Keep in mind that you cannot deduct Roth contributions, as they are taxed before entering your account. However, contributions and earnings will grow tax-free.

2. Build Passive Income for Retirement

Some SDIRA assets, especially real estate, allow you to build passive income. As such, you can use your professional skills to invest in property opportunities in the name of your IRA. If you rent or lease the property (or flip and sell), the earnings go directly back into the IRA account, allowing you to continue to build passive wealth.

3. Rollover Existing Funds Tax-Free

If you have an existing retirement account, such as a standard IRA, you can use the money in that account to fund your SDIRA. Moving the funds in this manner is known as a rollover, and it is tax-free and penalty-free.

Rollovers can be direct or indirect. Direct rollovers move funds directly from one account to the other. You’ll never have possession of the funds. During an indirect rollover, also known as a 60-day rollover, you take possession of the funds from the original account and have 60 days to deposit them into the new SDIRA account.

If the funds are not deposited within 60 days, then you’ll face taxes and potential penalties per IRS laws (If you are over age 59 1/2 then that 10% penalty is not applicable, just the net amount becomes taxable).

4. Greater Diversity and Flexibility

One of the primary reasons investors turn to SDIRAs is the flexibility they provide. By leveraging traditional assets, like stocks and mutual funds, as well as alternative assets, like real estate, you can create a robust portfolio that can weather ebbs and flows in the market. It also makes it easier to take advantage of passive income opportunities, such as that sustained by real estate.
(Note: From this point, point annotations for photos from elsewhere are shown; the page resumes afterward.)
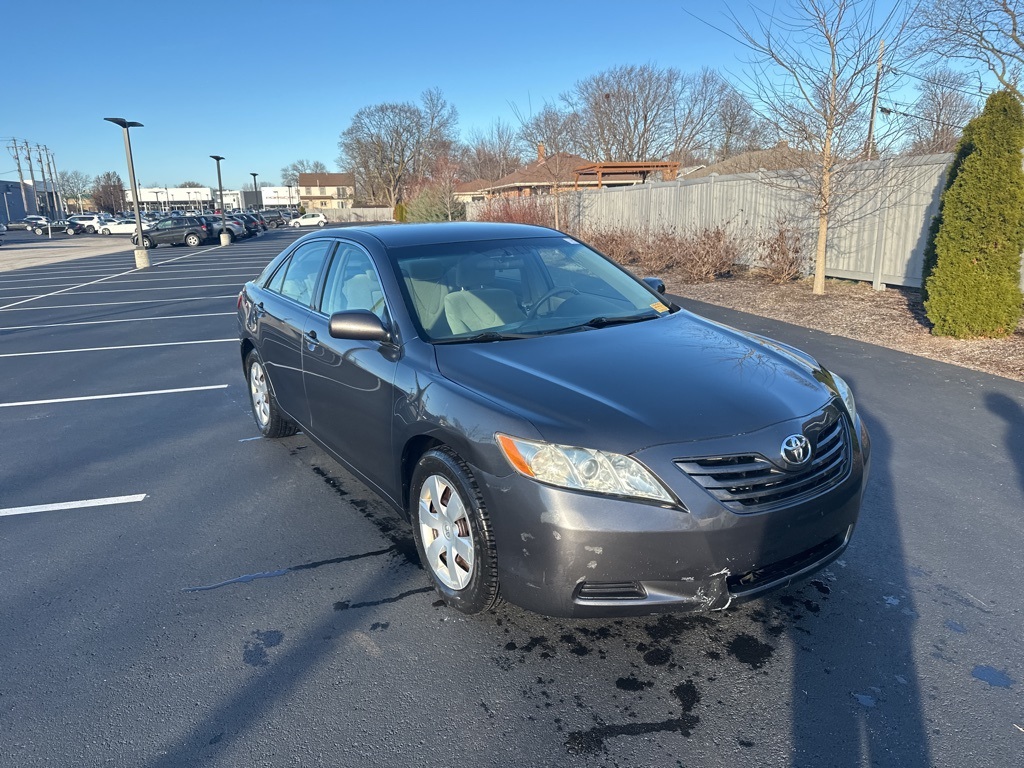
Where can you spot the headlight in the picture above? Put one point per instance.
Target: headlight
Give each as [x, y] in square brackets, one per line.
[847, 394]
[584, 469]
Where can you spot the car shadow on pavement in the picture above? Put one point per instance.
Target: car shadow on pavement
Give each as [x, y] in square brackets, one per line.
[1013, 414]
[856, 694]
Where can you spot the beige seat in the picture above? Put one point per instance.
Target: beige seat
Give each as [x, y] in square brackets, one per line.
[477, 307]
[426, 288]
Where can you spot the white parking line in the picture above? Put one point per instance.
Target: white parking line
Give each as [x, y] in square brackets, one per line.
[103, 323]
[112, 396]
[126, 346]
[111, 303]
[72, 505]
[100, 280]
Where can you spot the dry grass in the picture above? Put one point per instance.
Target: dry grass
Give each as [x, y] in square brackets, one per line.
[893, 317]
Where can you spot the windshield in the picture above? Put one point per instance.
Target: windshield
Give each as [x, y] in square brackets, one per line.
[495, 290]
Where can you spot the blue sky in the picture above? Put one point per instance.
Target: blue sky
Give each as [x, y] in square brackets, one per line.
[267, 83]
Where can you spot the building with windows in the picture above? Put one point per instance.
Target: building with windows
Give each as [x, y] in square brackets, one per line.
[320, 190]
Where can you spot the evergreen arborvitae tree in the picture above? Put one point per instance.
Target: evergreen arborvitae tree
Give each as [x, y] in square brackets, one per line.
[974, 288]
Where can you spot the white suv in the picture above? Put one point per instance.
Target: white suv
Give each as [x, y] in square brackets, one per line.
[93, 223]
[309, 219]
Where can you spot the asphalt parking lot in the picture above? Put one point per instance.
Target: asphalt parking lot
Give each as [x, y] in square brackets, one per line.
[178, 591]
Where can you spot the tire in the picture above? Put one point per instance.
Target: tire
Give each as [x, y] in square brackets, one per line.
[269, 420]
[451, 523]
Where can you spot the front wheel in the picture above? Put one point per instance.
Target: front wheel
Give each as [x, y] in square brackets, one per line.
[453, 531]
[269, 420]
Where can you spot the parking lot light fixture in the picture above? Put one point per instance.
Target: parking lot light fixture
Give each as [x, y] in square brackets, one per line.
[141, 255]
[225, 237]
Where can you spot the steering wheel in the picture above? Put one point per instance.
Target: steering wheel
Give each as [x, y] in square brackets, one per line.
[548, 297]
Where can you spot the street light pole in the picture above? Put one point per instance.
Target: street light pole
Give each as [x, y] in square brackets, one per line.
[225, 237]
[141, 255]
[255, 189]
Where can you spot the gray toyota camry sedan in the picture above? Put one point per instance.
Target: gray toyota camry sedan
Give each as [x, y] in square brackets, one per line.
[556, 431]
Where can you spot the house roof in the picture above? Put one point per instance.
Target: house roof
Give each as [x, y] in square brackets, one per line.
[327, 179]
[466, 187]
[556, 168]
[778, 158]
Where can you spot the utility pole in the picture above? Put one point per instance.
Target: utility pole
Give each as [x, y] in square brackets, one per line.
[47, 203]
[15, 153]
[51, 161]
[875, 103]
[32, 175]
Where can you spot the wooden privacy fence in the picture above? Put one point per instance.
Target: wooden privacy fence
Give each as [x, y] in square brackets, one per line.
[882, 212]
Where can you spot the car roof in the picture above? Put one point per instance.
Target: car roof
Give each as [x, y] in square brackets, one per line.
[399, 236]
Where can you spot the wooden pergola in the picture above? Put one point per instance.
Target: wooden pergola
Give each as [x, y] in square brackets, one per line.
[638, 171]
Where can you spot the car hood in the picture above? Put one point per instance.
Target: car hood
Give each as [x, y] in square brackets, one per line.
[624, 388]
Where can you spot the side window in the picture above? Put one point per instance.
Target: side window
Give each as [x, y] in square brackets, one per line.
[352, 284]
[302, 270]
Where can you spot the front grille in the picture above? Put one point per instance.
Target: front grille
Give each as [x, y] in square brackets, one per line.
[752, 483]
[610, 591]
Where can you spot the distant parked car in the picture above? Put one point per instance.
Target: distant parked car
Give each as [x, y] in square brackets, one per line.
[274, 218]
[176, 230]
[309, 219]
[122, 226]
[93, 223]
[69, 227]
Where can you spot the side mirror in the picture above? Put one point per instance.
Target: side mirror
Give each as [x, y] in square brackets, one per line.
[655, 283]
[358, 324]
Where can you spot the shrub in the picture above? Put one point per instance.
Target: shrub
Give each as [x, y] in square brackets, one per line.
[974, 288]
[529, 210]
[693, 257]
[780, 257]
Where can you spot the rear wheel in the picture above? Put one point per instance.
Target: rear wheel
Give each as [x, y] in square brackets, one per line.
[269, 420]
[453, 531]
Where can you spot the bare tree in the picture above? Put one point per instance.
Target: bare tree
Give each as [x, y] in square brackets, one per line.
[109, 192]
[986, 34]
[491, 155]
[940, 113]
[736, 128]
[814, 74]
[290, 173]
[390, 146]
[74, 184]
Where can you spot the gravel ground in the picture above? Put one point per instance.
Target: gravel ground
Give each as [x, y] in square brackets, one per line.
[893, 318]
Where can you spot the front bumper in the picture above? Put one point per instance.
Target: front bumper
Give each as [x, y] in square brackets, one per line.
[570, 554]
5. Familiarity with the Real Estate Field

Perhaps the biggest benefit of opening an SDIRA as a real estate agent is your knowledge of the real estate field. As you likely know, property transactions and management can be complex to novice investors unfamiliar with the territory.

However, your industry-based knowledge increases the likelihood of not only finding solid investments but also knowing how to execute transactions promptly. And, since flipping properties can yield high returns, you’re also well suited to make important decisions if you decide to sell the property.
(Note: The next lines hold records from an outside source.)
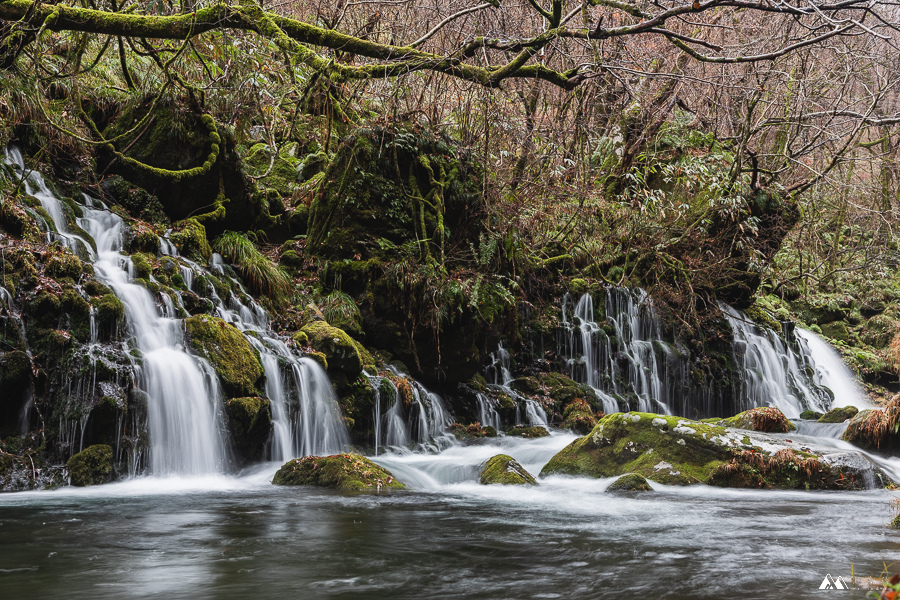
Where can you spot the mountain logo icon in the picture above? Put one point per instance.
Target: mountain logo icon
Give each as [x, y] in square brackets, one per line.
[831, 583]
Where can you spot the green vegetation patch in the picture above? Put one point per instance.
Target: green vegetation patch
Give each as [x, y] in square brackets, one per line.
[506, 470]
[236, 362]
[349, 472]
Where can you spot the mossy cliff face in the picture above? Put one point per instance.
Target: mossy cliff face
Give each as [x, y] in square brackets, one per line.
[236, 362]
[193, 166]
[250, 423]
[348, 472]
[91, 466]
[341, 352]
[506, 470]
[678, 451]
[396, 219]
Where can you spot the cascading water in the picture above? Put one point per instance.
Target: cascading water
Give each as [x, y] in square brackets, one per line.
[183, 397]
[631, 366]
[773, 373]
[413, 416]
[500, 378]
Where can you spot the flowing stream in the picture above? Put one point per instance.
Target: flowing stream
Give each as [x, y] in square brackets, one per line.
[189, 530]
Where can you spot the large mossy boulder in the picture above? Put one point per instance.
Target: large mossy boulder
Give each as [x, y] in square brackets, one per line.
[677, 451]
[506, 470]
[250, 423]
[765, 418]
[349, 472]
[91, 466]
[236, 362]
[342, 352]
[185, 160]
[839, 415]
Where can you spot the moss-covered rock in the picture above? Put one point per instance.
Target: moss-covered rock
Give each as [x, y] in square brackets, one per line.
[810, 415]
[191, 241]
[839, 415]
[250, 422]
[506, 470]
[341, 351]
[91, 466]
[527, 432]
[765, 418]
[110, 311]
[837, 331]
[349, 472]
[578, 417]
[632, 482]
[678, 451]
[877, 430]
[236, 362]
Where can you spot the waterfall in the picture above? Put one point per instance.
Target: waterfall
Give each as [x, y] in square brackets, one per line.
[183, 394]
[628, 365]
[831, 372]
[772, 373]
[413, 416]
[184, 401]
[499, 378]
One word of caution, however. There are strict rules about how you–the IRA account holder—can engage with property your IRA purchases. You cannot personally benefit from the property, nor can disqualified persons such as your spouse or children.

That means you can’t use your IRA to purchase a property you plan to live in or maintain office space in. You also must use IRA funds for related expenses, such as renovations, management, property taxes, or any utility bills.

FAQs

Can a retirement plan hold real estate?

A standard retirement account, such as a traditional IRA or 401(k) cannot hold real estate. If you want to hold real estate in your retirement account, you must open a self-directed IRA or a Solo 401(k).
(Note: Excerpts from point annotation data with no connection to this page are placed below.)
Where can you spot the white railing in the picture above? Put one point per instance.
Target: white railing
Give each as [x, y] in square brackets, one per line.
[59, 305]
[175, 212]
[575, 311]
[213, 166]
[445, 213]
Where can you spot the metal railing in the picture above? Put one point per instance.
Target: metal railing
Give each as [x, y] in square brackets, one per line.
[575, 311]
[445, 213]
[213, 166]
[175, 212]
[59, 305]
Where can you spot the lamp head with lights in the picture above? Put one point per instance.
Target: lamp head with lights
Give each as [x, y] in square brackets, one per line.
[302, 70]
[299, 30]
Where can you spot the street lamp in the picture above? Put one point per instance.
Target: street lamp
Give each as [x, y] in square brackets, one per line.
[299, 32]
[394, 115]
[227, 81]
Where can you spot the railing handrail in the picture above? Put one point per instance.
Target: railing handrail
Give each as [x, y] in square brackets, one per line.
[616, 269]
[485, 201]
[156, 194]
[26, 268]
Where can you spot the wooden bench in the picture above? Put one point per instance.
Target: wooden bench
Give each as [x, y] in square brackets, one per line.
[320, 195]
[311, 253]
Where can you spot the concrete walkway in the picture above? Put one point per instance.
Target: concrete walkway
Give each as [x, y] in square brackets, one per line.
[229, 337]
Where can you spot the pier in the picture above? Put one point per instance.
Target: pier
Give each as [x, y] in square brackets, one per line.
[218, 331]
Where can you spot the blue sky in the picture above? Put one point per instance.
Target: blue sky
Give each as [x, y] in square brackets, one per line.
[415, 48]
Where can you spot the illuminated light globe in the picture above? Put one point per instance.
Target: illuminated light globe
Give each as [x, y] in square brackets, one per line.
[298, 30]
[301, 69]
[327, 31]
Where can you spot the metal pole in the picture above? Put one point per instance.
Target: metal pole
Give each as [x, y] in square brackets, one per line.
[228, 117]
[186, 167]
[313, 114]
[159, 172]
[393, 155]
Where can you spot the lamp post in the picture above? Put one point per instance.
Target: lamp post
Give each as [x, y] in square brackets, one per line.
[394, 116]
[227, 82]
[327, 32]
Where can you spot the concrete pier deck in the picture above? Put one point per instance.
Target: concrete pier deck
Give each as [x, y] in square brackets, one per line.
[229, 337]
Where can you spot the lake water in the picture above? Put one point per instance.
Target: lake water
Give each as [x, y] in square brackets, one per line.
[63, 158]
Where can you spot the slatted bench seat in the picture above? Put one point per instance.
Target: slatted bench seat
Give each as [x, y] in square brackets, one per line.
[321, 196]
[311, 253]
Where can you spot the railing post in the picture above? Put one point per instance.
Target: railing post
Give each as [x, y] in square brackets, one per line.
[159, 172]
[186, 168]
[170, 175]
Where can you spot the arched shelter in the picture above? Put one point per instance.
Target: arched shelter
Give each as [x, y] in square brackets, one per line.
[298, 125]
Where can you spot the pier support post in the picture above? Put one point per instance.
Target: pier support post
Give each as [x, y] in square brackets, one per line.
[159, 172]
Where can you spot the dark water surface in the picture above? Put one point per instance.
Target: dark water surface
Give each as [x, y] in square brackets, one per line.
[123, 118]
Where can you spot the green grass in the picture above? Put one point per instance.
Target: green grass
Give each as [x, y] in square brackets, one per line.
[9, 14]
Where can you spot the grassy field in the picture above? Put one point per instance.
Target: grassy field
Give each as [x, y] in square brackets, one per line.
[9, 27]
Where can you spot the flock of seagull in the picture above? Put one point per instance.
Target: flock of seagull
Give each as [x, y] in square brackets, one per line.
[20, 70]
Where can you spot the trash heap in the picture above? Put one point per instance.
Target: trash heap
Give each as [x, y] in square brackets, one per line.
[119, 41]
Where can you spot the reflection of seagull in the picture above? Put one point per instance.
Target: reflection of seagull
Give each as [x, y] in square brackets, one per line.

At what age can I make tax-free withdrawals from my SDIRA?

You can generally make penalty withdrawals from your SDIRA at the age of 59 ½.

If you have a Roth IRA, you can withdraw from contributions without penalty as long as your account is open for five years or more. However, any withdrawals from earnings will face a penalty.

Can I roll over a 401(k) into an IRA without paying taxes?

Yes, you can roll over a 401(k) into an IRA without paying penalties. The best way to do this is by using a direct rollover, which moves money directly from the 401(k) to the IRA.

You can also use an indirect rollover, also known as a 60-day rollover. In this case, you take possession of the funds in the 401(k) and are responsible for depositing them in the new IRA within 60 days.

If you fail to meet the 60-day deadline, it will be taxable income, and it could be subject to the 10% early withdrawal tax if you are under age 59 1/2.